Les grandes centrales syndicales ont parfois du mal à prendre position et à défendre les droits des travailleurs détenus. Revue des positions et réactions.
À la CFDT, « on ne couvre pas ces gens-là »
Alors que nous cherchons à recueillir la prise de position de la CFDT sur l’absence de statut et de droits protecteurs des travailleurs-détenus, nous sommes renvoyés sur la fédération Interco, qui regroupe les syndicats CFDT relevant de nombreux services au public (essentiellement des agents de collectivités territoriales et de différents ministères, dont les ministères de l’Intérieur et de la Justice). Impossible de franchir la barrière du standard : « Ah mais on ne couvre pas ces gens-là nous. C’est pas dans notre champ. Notre champ, c’est le ministère de la justice, et le personnel de surveillance. Donc les travailleurs prisonniers, c’est pas nous. » Ballotée de fédération en fédération, notre demande finit par être orientée sur la Fédération finances… où l’on nous renvoie sur l’administration pénitentiaire, au motif que « les détenus qui travaillent, ce sont des détenus avant tout ». Quand nous parviendrons finalement, contre vents et marées, à joindre la confédération, on nous expliquera que « la difficulté, c’est que les prisonniers n’ont pas le droit de se syndiquer, et le code du travail ne s’applique pas. Du coup, leur prise en charge se fait vraiment à la marge de l’activité syndicale ou associative des uns et des autres. » Tout se passe comme si la position défendue en 2006 à l’occasion du Conseil économique et social sur les conditions de la réinsertion des détenus avait été oubliée, enterrée : à l’époque, la CFDT se positionnait pour « un rapprochement de la condition de détenu travailleur du droit commun ». Dix ans plus tard, les bons sentiments semblent avoir disparu.
Silence embarrassé chez FO
Chez FO, on oppose à notre question un silence embarrassé. « Comme vous l’affirmez très justement, les travailleurs détenus se trouvent dans une zone de “non-droit”. (…) Aussi, nous pensons ne pas être les mieux placés pour vous répondre. » Nous serons réorientés sur le syndicat FO-pénitentiaire, celui des personnels de surveillance.
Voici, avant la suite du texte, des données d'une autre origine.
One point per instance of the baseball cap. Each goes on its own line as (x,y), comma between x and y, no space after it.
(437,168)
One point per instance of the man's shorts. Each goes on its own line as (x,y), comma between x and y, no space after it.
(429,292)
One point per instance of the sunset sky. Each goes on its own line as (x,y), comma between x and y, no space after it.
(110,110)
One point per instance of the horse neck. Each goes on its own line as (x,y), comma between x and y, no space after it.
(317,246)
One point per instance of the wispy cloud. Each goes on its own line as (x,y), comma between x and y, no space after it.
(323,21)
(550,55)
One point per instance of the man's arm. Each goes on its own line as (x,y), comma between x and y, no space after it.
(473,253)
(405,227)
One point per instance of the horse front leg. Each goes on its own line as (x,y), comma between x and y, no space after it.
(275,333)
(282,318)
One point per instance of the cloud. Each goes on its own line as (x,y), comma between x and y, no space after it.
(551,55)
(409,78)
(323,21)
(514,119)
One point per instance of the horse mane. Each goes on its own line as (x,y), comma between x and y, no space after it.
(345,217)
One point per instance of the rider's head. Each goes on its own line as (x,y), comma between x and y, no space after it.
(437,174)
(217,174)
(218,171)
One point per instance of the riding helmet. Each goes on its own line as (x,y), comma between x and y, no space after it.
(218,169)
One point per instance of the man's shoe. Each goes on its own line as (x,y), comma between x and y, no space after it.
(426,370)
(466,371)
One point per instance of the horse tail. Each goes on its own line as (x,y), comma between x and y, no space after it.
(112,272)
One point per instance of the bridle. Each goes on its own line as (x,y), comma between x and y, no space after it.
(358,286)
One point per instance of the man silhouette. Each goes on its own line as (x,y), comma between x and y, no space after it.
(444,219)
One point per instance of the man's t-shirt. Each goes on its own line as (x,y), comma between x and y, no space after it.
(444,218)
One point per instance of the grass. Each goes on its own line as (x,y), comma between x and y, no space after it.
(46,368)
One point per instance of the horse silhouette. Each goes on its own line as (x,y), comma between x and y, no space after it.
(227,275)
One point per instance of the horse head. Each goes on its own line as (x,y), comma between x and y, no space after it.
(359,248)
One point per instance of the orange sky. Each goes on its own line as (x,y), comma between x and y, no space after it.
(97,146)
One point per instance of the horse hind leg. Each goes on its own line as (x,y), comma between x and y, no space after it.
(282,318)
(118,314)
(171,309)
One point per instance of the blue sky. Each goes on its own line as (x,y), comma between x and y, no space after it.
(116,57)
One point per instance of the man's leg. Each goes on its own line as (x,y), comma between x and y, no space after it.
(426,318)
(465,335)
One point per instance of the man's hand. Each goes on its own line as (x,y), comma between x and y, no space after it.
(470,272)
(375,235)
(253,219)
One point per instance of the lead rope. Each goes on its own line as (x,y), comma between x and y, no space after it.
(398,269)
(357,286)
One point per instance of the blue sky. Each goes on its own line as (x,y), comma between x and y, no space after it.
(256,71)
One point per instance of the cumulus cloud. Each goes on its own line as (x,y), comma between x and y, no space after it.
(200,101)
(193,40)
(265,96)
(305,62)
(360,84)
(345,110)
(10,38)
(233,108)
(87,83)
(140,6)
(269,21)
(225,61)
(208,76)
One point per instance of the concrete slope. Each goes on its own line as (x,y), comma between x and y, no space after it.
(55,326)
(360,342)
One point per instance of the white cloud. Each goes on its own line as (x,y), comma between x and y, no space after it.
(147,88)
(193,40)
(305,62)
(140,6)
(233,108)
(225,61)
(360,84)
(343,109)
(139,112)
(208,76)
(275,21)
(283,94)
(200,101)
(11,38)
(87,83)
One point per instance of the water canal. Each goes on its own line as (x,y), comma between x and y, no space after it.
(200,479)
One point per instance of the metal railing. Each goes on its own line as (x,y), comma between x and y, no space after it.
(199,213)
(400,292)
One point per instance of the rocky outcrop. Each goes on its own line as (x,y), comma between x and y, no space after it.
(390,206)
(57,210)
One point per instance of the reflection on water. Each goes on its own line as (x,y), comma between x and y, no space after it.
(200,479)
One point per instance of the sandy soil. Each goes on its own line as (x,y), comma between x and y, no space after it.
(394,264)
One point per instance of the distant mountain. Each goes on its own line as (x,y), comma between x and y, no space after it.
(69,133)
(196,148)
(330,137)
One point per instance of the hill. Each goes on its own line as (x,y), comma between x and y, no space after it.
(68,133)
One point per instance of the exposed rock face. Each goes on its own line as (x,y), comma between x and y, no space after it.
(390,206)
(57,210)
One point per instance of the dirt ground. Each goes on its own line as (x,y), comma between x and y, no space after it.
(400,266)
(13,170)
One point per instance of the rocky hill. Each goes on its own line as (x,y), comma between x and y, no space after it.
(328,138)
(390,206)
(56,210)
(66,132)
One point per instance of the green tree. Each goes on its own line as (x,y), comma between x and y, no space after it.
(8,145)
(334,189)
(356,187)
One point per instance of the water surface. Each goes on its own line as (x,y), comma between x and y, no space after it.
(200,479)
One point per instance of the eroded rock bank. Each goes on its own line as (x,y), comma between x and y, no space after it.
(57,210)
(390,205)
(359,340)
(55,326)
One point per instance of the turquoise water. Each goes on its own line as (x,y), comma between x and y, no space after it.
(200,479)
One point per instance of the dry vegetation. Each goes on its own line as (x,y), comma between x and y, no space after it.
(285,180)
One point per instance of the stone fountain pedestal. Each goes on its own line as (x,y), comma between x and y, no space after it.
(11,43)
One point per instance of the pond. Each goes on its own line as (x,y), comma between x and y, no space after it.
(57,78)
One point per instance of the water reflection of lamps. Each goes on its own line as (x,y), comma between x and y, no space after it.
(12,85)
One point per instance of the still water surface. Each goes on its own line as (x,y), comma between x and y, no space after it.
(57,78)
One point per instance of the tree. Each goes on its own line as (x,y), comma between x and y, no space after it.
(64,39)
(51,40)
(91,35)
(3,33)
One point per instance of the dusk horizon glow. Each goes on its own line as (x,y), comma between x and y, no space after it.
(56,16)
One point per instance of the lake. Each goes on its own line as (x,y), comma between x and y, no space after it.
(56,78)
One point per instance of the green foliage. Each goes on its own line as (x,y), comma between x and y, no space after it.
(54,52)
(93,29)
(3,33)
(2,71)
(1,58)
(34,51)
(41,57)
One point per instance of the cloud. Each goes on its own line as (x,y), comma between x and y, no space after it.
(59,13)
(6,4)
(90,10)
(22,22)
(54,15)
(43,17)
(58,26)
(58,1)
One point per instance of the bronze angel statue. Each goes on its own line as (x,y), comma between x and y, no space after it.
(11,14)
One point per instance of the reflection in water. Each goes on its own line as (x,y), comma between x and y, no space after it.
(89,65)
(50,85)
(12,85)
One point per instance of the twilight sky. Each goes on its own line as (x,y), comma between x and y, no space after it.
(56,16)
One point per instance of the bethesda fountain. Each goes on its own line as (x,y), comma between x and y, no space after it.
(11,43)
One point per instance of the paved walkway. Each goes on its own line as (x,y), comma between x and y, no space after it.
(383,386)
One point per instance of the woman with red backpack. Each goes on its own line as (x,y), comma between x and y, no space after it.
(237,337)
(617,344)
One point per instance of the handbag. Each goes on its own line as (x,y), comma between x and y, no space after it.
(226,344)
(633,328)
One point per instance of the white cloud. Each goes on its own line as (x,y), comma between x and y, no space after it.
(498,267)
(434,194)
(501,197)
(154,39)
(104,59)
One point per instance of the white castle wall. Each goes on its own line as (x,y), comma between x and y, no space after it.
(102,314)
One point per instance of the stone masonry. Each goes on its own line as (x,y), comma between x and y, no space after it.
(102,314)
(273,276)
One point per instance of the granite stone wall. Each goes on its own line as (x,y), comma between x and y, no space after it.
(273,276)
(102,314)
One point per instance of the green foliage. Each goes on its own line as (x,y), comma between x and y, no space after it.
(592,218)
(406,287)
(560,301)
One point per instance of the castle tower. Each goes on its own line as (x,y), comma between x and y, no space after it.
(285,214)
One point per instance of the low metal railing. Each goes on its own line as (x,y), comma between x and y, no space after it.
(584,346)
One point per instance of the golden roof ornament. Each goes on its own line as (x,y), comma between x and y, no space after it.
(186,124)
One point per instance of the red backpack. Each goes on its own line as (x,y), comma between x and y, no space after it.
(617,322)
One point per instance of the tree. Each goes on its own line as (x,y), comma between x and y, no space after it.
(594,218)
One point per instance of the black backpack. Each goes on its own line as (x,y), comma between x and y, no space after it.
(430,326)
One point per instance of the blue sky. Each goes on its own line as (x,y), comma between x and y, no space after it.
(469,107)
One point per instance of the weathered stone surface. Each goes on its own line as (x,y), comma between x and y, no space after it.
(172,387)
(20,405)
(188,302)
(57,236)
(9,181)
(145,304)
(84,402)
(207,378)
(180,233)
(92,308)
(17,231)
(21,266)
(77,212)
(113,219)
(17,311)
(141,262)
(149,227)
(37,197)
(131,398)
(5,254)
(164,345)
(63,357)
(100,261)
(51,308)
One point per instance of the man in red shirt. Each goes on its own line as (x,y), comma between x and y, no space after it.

Mais nos e-mails et relances resteront lettre morte. En l’absence de prise de position officielle, nous voilà à rechercher parmi les communiqués de la branche pénitentiaire du syndicat. Et parmi eux, l’un, daté du 24 mars 2017, laisse à craindre que cette branche n’adhère pleinement à l’instrumentalisation du travail comme outil de discipline. Dans ce tract intitulé « Prime à la vermine et à la racaille », FO-pénitentiaire dénonçait l’octroi « honteux », « scandaleux » et « écœurant » d’un poste de travail à un détenu alors que ce dernier avait, dans un autre établissement, participé à une prise d’otage. Au-delà de la question du travail, les principaux syndicats de surveillants pénitentiaires (UFAP, FO-pénitentiaire et SPS) semblent percevoir toute avancée en faveur des droits des détenus comme un recul des leurs. Difficile alors, pour les centrales, de se positionner aux côtés des détenus.
La CGT et Solidaires en soutien
C’est finalement chez Solidaires et la CGT que la cause des travailleurs-détenus trouvera du soutien. Tandis que Solidaires plaide pour l’application pure et simple du droit commun du travail en détention, la CGT considère de son côté que « le statut du travail en prison doit être réformé en profondeur », pour « rapprocher le plus possible en droit, le statut du détenu au travail de celui d’un salarié ordinaire, en lui reconnaissant le droit au travail, un salaire minimum, une formation qualifiante, la totalité des droits sociaux attachés au salaire ». Le syndicat fustige les « tentatives de dumping social faisant des détenus des «sous-salariés» » et exhorte « l’administration pénitentiaire, elle-même en tant qu’employeur » à « respecter le droit du travail à l’égard des personnes détenues qui travaillent ». Deux soutiens de poids dont on espère que la voix sera entendue le moment venu.